The name Borith is not as much of a nuisance to the agency workers as it is to the influential people from the neighbouring villages of Ghulkin and Hussaini. They and the Mir of Hunza have for decades demanded that the lake be named theirs. That the citizens of the picturesque villages of Ghulkin and Hussaini have been unable till today to open a hotel, and apart from this, also have the 4,000-metre high Patundas meadows and the famous 200-metre long Hussaini suspension bridge to their name, is something long forgotten by the said influential people.

A Hussaini woman poses with a tourist from Karachi
A Hussaini woman poses with a tourist from Karachi

Normally they would know how problems are solved in Gojal: during the qualification swimming, some youngsters from a nearby village go out of control and cause a major disturbance. It seems that they believe that even a sports event would be a tool for political propaganda. The organisers approach not the police but the elders of the village that these youngsters belong to. And so after this, these youngsters behave like “little angels”. The suspicion of the Pakistani agency workers regarding the event as usual falls to the somehow blatantly obvious foreign conspiracy. Gojal is a part of Gilgit-Baltistan and consequently a part of the Kashmir conflict between India and Pakistan. In contrast to India-occupied Kashmir, the only gunfire in Gojal comes from illegal ibex hunters. The citizens of Gojal feel themselves to be Pakistanis, and hence want to be treated as such. They want to have a say in who runs the country, and to have their problems voiced at a higher platform. They want doctors and not secret agents; they want to be informed of what lies in the contracts of the Pak-China economic corridor.

One week later, the supposedly suspicious foreigner and the Pakistani are rowing around in the lake in a rubber raft. The start / finish line that consists of two car tires, a few empty canisters and a banner has come apart. Agency workers stand apart, while a crowd of around 400 people cheer and applaud from the steps of the hotel; the first semi-finals of the swimming competition are done.
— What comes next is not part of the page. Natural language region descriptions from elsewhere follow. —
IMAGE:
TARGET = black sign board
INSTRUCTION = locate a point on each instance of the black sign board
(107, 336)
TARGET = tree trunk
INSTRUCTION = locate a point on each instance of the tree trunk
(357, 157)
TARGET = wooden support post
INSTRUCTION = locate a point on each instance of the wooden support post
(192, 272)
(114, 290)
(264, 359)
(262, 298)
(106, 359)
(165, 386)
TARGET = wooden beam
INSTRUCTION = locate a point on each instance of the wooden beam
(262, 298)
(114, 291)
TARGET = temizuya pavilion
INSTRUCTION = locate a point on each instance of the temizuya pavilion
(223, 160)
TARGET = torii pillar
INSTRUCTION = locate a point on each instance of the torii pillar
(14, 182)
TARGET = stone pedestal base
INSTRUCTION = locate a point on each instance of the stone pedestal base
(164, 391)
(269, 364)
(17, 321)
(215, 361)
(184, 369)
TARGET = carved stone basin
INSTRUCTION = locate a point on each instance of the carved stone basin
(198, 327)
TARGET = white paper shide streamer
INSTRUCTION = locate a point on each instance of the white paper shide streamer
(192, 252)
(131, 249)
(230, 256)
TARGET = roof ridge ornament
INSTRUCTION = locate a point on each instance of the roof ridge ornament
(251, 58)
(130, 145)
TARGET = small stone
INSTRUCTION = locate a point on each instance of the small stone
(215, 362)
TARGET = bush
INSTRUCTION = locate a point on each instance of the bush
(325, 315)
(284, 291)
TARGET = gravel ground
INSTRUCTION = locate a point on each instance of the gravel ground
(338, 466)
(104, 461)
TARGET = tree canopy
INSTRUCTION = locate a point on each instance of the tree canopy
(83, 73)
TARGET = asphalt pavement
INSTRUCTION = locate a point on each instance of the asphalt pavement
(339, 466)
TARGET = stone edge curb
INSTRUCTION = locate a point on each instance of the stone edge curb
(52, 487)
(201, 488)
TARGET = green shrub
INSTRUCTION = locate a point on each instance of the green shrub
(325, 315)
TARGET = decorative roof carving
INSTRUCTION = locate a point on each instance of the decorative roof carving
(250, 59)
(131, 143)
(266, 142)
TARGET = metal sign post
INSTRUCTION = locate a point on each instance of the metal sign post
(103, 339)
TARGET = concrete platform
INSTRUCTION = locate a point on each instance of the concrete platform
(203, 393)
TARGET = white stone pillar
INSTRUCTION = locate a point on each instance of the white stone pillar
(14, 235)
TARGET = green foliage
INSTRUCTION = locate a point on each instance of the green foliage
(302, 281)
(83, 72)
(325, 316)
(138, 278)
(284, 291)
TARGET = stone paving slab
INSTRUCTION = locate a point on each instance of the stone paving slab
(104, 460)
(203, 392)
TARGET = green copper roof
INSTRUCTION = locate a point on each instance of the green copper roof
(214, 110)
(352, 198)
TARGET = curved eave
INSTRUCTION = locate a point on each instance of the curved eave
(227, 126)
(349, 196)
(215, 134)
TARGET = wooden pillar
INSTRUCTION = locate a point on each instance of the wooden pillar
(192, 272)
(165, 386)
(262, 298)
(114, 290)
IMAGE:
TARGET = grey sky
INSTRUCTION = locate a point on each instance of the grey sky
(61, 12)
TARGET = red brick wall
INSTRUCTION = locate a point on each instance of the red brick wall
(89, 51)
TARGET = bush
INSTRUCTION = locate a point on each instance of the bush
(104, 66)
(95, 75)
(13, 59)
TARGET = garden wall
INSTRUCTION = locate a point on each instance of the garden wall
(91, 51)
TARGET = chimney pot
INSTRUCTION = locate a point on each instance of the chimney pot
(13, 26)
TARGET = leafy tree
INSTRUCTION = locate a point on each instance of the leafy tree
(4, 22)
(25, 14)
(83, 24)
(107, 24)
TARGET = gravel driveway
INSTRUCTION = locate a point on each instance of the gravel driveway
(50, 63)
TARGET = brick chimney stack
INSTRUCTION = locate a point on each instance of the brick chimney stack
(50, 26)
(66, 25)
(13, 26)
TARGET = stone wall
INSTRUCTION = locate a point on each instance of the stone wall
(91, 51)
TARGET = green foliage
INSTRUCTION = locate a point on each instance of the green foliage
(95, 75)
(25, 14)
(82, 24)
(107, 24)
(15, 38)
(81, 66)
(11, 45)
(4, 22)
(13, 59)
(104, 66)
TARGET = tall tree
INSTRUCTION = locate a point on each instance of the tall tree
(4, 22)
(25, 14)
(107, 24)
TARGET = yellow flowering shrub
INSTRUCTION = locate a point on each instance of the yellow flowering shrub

An elderly Gojali with a smiling weather-beaten face and a flat Hunza hat on his head says to his neighbour: “This is crazy; I’ve never seen anything like this”. The next swimmers are already prepared, the swimming cap on one of their heads crafted out of a football bladder and all the swimming shorts are … let’s just say … original.

Mostly locals cross the Hussaini bridge
Mostly locals cross the Hussaini bridge

Two hours later, Mr Ali Rehman holds high above his head the Tashi Cup, the trophy for the highest swimming competition in Pakistan, and perhaps the highest one in all of Asia.

Mr Khan can be seen as well, still a little weak in the legs but already with a smile on his face again. The year before, he had fallen three metres from the roof onto the hard ground due to a broken rung on a ladder, but a mere shrug was enough to forget this. For his stroke the week before, he would need a few more shrugs to put it behind him. Down at the lake, a respected person from Hussaini gives an impressive speech: he has fully comprehended the purpose of this swimming competition. He proposes that all the different villages of Gojal work together. He is of the notion that people should appreciate the sport for what it is and promises that they, the Gojalis, would organise the second swimming championship at Borith Lake themselves next year — and one day the best swimmers of the world will join hands. As high as Borith lake is, the Gojalis aim higher.